Sorry if I'm out of date, but I think the new ones have it a tad easier these days.   :warstory:


----------



## Celticgirl

BYT Driver said:
			
		

> Sorry, but call me old school or old fashioned; and I 'm sure a few others will agree with me here.
> _In the before time_, we didn't have any of these electronic gadgets to play with after hours. [/img]



Some people hope to use their laptops to keep in touch with loved ones...not necessarily to "play with after hours". In my case, I have a daughter who will be 9 when I leave for basic training and she is going to be in Cape Breton. My fiance will be in New Brunswick, where he is posted. If I can send and receive the occasional email or have a little msn chat (esp. video chat) with them in addition to the odd phone call, it will do wonders for my spirit. If I am not given opportunities to use my laptop, I will have to 'suck it up' like everyone else. However, I plan to take it with me *just in case*.


----------



## Cat

Only issue with that is there is NO internet available on base for personal computers. All the nearby networks are locked too. The Bistro..er O'Mega club has computers available in 20 minute increments and most of them have webcams. The local hotels also offer internet access for a small fee if you're staying off base on weekends. 

I bought an aircard when I was on PAT - yeah too much free time I know.
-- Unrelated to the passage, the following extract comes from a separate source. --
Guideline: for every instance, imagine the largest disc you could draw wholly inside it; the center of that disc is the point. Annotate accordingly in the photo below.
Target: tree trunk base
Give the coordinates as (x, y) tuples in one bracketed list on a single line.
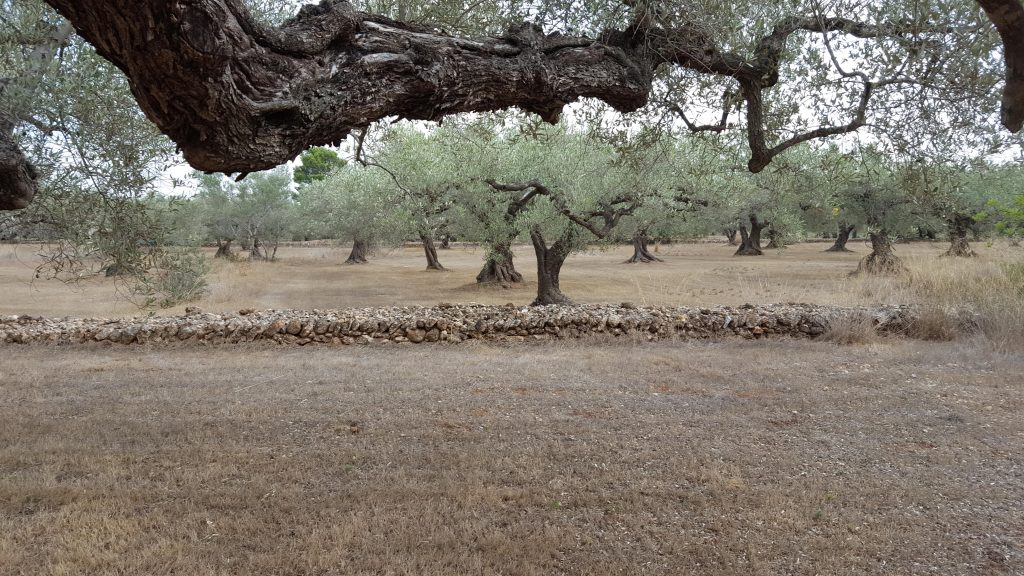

But it's a rather expensive option for the limited time you have when on platoon.


----------



## George Wallace

I merged several of these topics together so that you would not have to read seventy pages to find the info you wanted, so I wonder why with only five pages of posts people are reposting information that was probably on the previous page already?


----------



## Eye In The Sky

Cat said:
			
		

> The local hotels also offer internet access for a small fee if you're staying off base on weekends.



Unless things have changed recently, its free HSI at the Comfort Inn (wireless) and Auberge Harris (not wireless).  I just checked both their websites and there was no mention of it being at cost to the customer.


----------



## Celticgirl

Cat said:
			
		

> Only issue with that is there is NO internet available on base for personal computers. All the nearby networks are locked too.



There is a new add-on for your computer called "Portable Internet" available now (via Rogers, I believe). It's a modem you just plug in to your laptop that supposedly gives you an Internet connection wherever there is cellular service.


----------



## Cat

Celticgirl said:
			
		

> There is a new add-on for your computer called "Portable Internet" available now (via Rogers, I believe). It's a modem you just plug in to your laptop that supposedly gives you an Internet connection wherever there is cellular service.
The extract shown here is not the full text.